Noch keine Entscheidung

Dauerhafte Waffenruhe? Israel lässt sich Zeit 

Tel Aviv - Israel hat nach Worten eines Ministers noch keine Entscheidung über den ägyptischen Vermittlungsvorschlag zu einer dauerhaften Waffenruhe im Gaza-Krieg getroffen.

Kommunikationsminister Gilad Erdan von der regierenden Likud-Partei sagte dem israelischen Rundfunk am Sonntag, der Vorschlag enthalte mehrere „problematische Paragraphen“.

Die Armee müsse weiterhin die Möglichkeit haben, auf jeden Beschuss aus dem Gazastreifen zu reagieren, betonte Erdan. Eine fünftägige Waffenruhe im Gaza-Krieg endet am Montagabend um 23 Uhr MESZ. Unterhändler Israels und der Palästinenser wollten am Sonntag in Kairo ihre indirekten Gespräche über eine Eindämmung der Gewalt fortsetzen.

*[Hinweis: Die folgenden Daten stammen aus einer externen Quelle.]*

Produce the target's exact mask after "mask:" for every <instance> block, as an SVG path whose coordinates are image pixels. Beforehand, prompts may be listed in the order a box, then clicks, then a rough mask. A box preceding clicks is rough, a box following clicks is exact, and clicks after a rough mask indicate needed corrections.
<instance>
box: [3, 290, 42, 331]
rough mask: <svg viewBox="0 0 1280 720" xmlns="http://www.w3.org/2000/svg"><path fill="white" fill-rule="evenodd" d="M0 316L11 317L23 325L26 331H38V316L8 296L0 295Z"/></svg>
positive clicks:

Die radikal-islamische Hamas lehnt den ägyptischen Vorschlag in seiner gegenwärtigen Form ab und fordert Änderungen. Palästinenserpräsident Mahmud Abbas von der gemäßigteren Fatah betonte bei einer Sitzung am Samstagabend in Ramallah, die ägyptische Initiative bleibe die einzige Möglichkeit zu einer Lösung der Krise. Das Wichtigste sei gegenwärtig, die Kämpfe, das Blutvergießen und die Zerstörung im Gazastreifen zu beenden, sagte Abbas nach Angaben der palästinensischen Nachrichtenagentur „Wafa“.

Erneute Verhandlungen in Kairo beginnen

Vertreter Israels und der Palästinenser haben am Sonntag ihre Verhandlungen über eine dauerhafte Waffenruhe im Gazastreifen wieder aufgenommen. Die indirekten Gespräche hätten begonnen, sagte ein Palästinenservertreter in Kairo. Ein Einigungsvorschlag der ägyptischen Vermittler fand am Wochenende nur bei Palästinenserpräsident Mahmud Abbas klare Zustimmung. Israel und die bewaffneten Palästinensergruppen im Gazastreifen erhoben dagegen Einwände.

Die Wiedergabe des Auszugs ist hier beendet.